El Órgano de Decisión de la Comisión de Ética independiente de la FIFA sancionó este viernes a un exdirigente de la Federación de Fútbol de Guyana tras comprobar que incurrió en acoso sexual y abuso de poder contra varias empleadas de la federación entre 2018 y 2023.
La resolución, notificada a la federación guyanesa, inhabilita al exoficial para ejercer cualquier actividad relacionada con el fútbol —administrativa, deportiva o de otra índole— tanto en el ámbito nacional como internacional durante 10 años. Además, se le impuso una multa de 100.000 francos suizos, de acuerdo con el artículo 24 del Código de Ética de la FIFA, que protege la integridad física y mental.
La investigación se abrió en 2024 tras denuncias presentadas a través del sistema virtual de denuncias confidencial que la FIFA habilitó para casos de salvaguardia. Las víctimas, trabajadoras del área administrativa y de selecciones femeninas, declararon que el exdirigente utilizó su cargo para realizar comentarios de índole sexual, insinuaciones y presiones indebidas a cambio de mantener sus puestos o facilitar ascensos.
En su fallo, la Comisión concluyó que el exdirigente “incumplió su obligación de proteger la integridad física y mental” de las empleadas y abusó de su posición jerárquica. La decisión subraya que los casos de agresión sexual o acoso ya no prescriben a nivel disciplinario en la FIFA, luego de la reforma al Código de Ética que entró en vigor en 2023 y que permite sancionar conductas cometidas sin límite de tiempo.
“La FIFA tiene un compromiso inequívoco contra todo tipo de abusos en el fútbol”, recordó el organismo al publicar la sanción. El caso de Guyana se suma a otros expedientes recientes: en marzo de 2025, el extécnico gabonés Patrick Assoumou Eyi fue inhabilitado de por vida por abusos sexuales a jugadores menores, y en enero el presidente de la Federación Panameña fue suspendido seis meses por comentarios despectivos.

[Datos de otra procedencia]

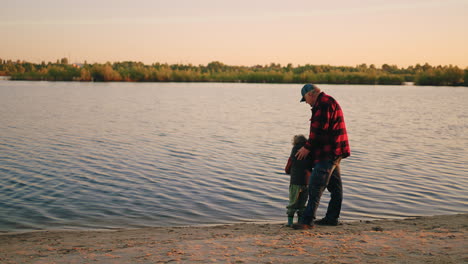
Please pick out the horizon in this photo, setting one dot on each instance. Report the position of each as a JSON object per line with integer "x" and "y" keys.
{"x": 244, "y": 33}
{"x": 230, "y": 65}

La Federación de Fútbol de Guyana informó que cooperó con la investigación y que implementará protocolos de denuncia internos, capacitaciones obligatorias y la creación de una oficina de integridad. Las víctimas recibirán acompañamiento psicológico, según confirmó la entidad.
Con esta sanción, la FIFA reitera que el fútbol no será refugio para conductas que vulneren la dignidad de quienes trabajan en él. La nota no es copia: es un recordatorio de que el acoso tiene consecuencias, sin importar el país ni el cargo.